Closed Bug 1027167 Opened 10 years ago Closed 8 years ago

Publish git-hg mappings to mapper by default from new vcs sync (would currently affect gecko-dev and gecko-projects)

Categories

(Developer Services :: General, task)

task
Not set
normal

Tracking

(Not tracked)

RESOLVED WONTFIX

People

(Reporter: pmoore, Assigned: hwine)

Details

(Whiteboard: [kanban:engops:https://mozilla.kanbanize.com/ctrl_board/6/1013] )

Attachments

(3 files)

At the moment, the action 'publish-to-mapper' is not in the list of default actions in vcs sync, and is only enabled in build/* repos via the config file, e.g.:
http://hg.mozilla.org/build/mozharness/file/0183ef99b9ea/configs/vcs_sync/build-repos.py#l108

Other than the build/* repos, the only other projects currently *in production* in the new vcs sync system are gecko-dev (also known as "beagle") and gecko-projects.

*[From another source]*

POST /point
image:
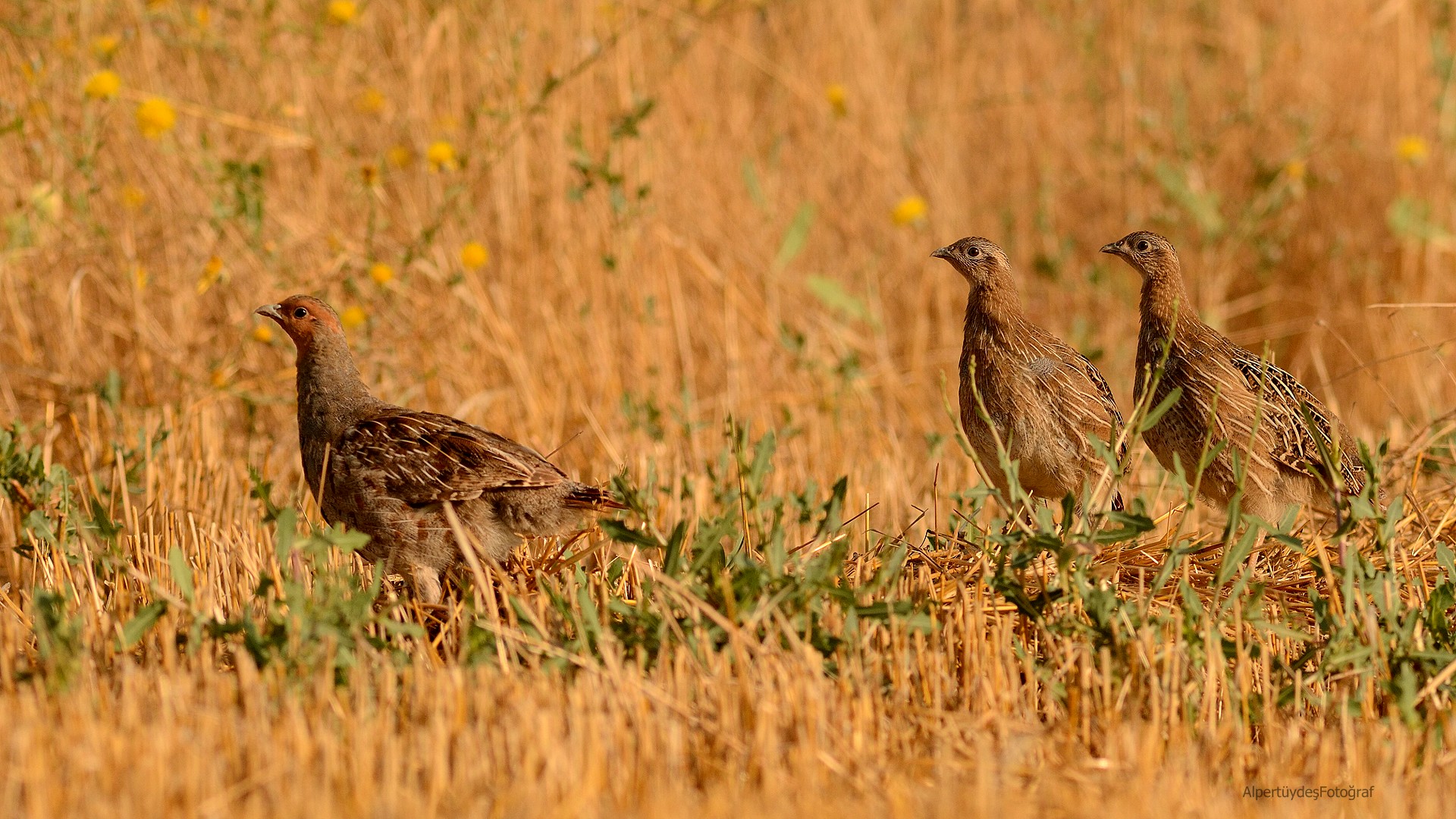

By adding 'publish-to-mapper' as a default action in vcs_sync.py, both of these vcs sync projects (gecko-dev and gecko-projects), together with any new projects that go live in the new vcs sync (most notably, l10n and gecko-git) can automatically publish to mapper.

The following changes would be required:

1) Add project names to mapper using mapper API

e.g. for each repository that has conversion mappings:

  * curl -d foo=bar -L -H "Authentication: Bearer ${RELENGAPI_INSERT_HGGIT_PROJECTS_AUTH_TOKEN}" "${mapper_url}/${project_name}"

where:
  * mapper_url=https://api-pub-build.allizom.org/mapper (staging) or https://api.pub.build.mozilla.org/mapper (production)
  * RELENGAPI_INSERT_HGGIT_PROJECTS_AUTH_TOKEN is the secret authentication key for the mapper environment
  * project_name is a unique name per mapfile-to-be-pushed (to be stored in the "projects" table of mapper mysql database)

2) Using this config file sample as a guide:
  * http://hg.mozilla.org/build/mozharness/file/0183ef99b9ea/configs/vcs_sync/build-repos.py#l35
add mapper config to all other config files under http://hg.mozilla.org/build/mozharness/file/tip/configs/vcs_sync - making sure that the project names used in step 1 match those used in this step.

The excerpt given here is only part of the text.